Ephemeral Hierophanies  is an international collaboration with Andreas Wetterberg. It explores the use of Chaotic oscillation for control and manipulation of OpenGl graphic elements in real-time. It is based upon the DSP designs of Peter Blasser and the physical science theories of J.C. Sprott.  Andreas is coding the audio portion and Patrick is designing the visual portion. The collaboration will serve to unite artists working in Copenhagen and Florida.


Stills from the interactive dance “The Very Eyes of Night”

“Annuaki Faith”


AV Club 2015: The Very Eyes of Night

Professor Pagano continues his annual presentation for the Digital Convergence Series (DCS) with AV Club 2015, featuring an experimental dance piece—The Very Eyes of Night (2015)—an homage to Maya Deren, the American Avant-garde filmmaker and choreographer, in addition to featuring two local and international experimental artists.

“This year’s production will feature a groundbreaking collaboration between UF School of Theatre and Dance students and the Digital Worlds Institute in a remediation of Maya Deren’s work, ‘The Very Eye of Night,’” said DW faculty and event coordinator, Pat Pagano.
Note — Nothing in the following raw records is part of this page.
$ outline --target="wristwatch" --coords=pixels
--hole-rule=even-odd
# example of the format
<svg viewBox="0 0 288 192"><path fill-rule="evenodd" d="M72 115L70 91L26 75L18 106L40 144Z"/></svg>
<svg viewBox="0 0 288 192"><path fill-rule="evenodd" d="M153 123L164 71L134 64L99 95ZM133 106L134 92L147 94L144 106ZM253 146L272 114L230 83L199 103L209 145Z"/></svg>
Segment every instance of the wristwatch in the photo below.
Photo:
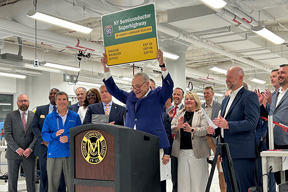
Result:
<svg viewBox="0 0 288 192"><path fill-rule="evenodd" d="M163 63L163 65L159 65L159 67L166 67L166 66L165 66L165 63Z"/></svg>

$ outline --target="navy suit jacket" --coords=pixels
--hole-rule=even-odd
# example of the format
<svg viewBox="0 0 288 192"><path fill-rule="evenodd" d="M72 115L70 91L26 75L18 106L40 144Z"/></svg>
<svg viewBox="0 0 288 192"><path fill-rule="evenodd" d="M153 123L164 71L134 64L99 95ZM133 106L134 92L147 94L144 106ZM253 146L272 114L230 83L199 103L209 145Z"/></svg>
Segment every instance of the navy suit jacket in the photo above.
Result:
<svg viewBox="0 0 288 192"><path fill-rule="evenodd" d="M78 108L78 103L68 106L68 107L71 110L74 111L76 113L78 112L78 110L79 109Z"/></svg>
<svg viewBox="0 0 288 192"><path fill-rule="evenodd" d="M224 117L230 97L222 102L221 117ZM255 129L260 117L257 95L243 87L238 92L225 118L229 129L224 130L222 142L229 145L231 157L256 158Z"/></svg>
<svg viewBox="0 0 288 192"><path fill-rule="evenodd" d="M115 122L114 125L124 126L124 115L125 111L126 108L124 107L112 102L109 115L109 123ZM88 105L83 125L92 123L93 114L105 114L103 104L102 102Z"/></svg>
<svg viewBox="0 0 288 192"><path fill-rule="evenodd" d="M32 131L36 137L36 145L34 154L39 158L43 158L47 153L47 147L41 144L43 139L41 136L42 127L46 116L49 113L49 104L37 107L32 122Z"/></svg>
<svg viewBox="0 0 288 192"><path fill-rule="evenodd" d="M170 147L164 148L163 149L164 155L168 155L171 156L171 152L172 150L172 144L173 144L173 138L172 138L172 134L171 131L171 122L170 122L170 118L169 118L169 114L164 112L163 113L164 119L164 126L165 128L165 131L166 134L167 135L167 137L168 138L169 143L170 144Z"/></svg>
<svg viewBox="0 0 288 192"><path fill-rule="evenodd" d="M120 90L112 76L103 80L108 92L116 99L126 104L125 126L159 137L160 148L170 146L164 129L163 108L173 93L174 84L168 73L162 81L162 87L152 90L145 97L138 99L133 91L130 93Z"/></svg>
The dance piece will be choreographed by Manrique Torrens, a dancer and student in Pagano’s Digital Projection Design course.

Local artists Annunaki and Hale Bopp will be joined by Irish-based sound and visual designer, Maura McDonnell, and UK-based multimedia artist John Weinel.

“Similar to last year’s Digital Convergence Series which streamed live from France, AV Club 2015 will feature live submissions from artists from Ireland and the United Kingdom,” Pagano said.

Live musical performances at AV Club 2015 will be using a combination of modular, hybrid, analogue and digital synthesizers, as well as software written at Digital Worlds by Patrick Pagano and alumni of the MA in DAS program.

CNTRL-SPACE is an interactive digital projection environment exhibit that explores the Illusion of Control in a technocratic society. It enables the visitor to affect the images that are projected onto a variable number of projection surfaces and screens dependent upon the space available. It allows for “magic phrases” to be input into the system via gallery visitor’s smartphones that search the internet and are used to produce an instant full screen collage of images. Using web APIs that are freely available online for a variety of image sourcing sites the experience is immediate connective and is an illusion of control. In addition, the installation visitors may move projected 3D surfaces that the aforementioned images are visually mapped onto via touch sensitive devices placed in the gallery space.  This makes for an indulgent, participatory art making experience for the visitor.

CNTRL-SPACE also addresses the idea of surveillance based upon current technologies provided by super company Microsoft using their messianic gesture device, the Kinect. The visitors to the space are watched as they watch, marked as they are marked, and recorded as they record the experience. This data is secretly applied then input into the CNTRL-SPACE system to adjust the placement of a final snapshot, i.e. how the environment will appear upon the exit of the visitor from the CNTRL-SPACE. This is the image that will greet the next visitor upon entrance into the CNTRL-SPACE.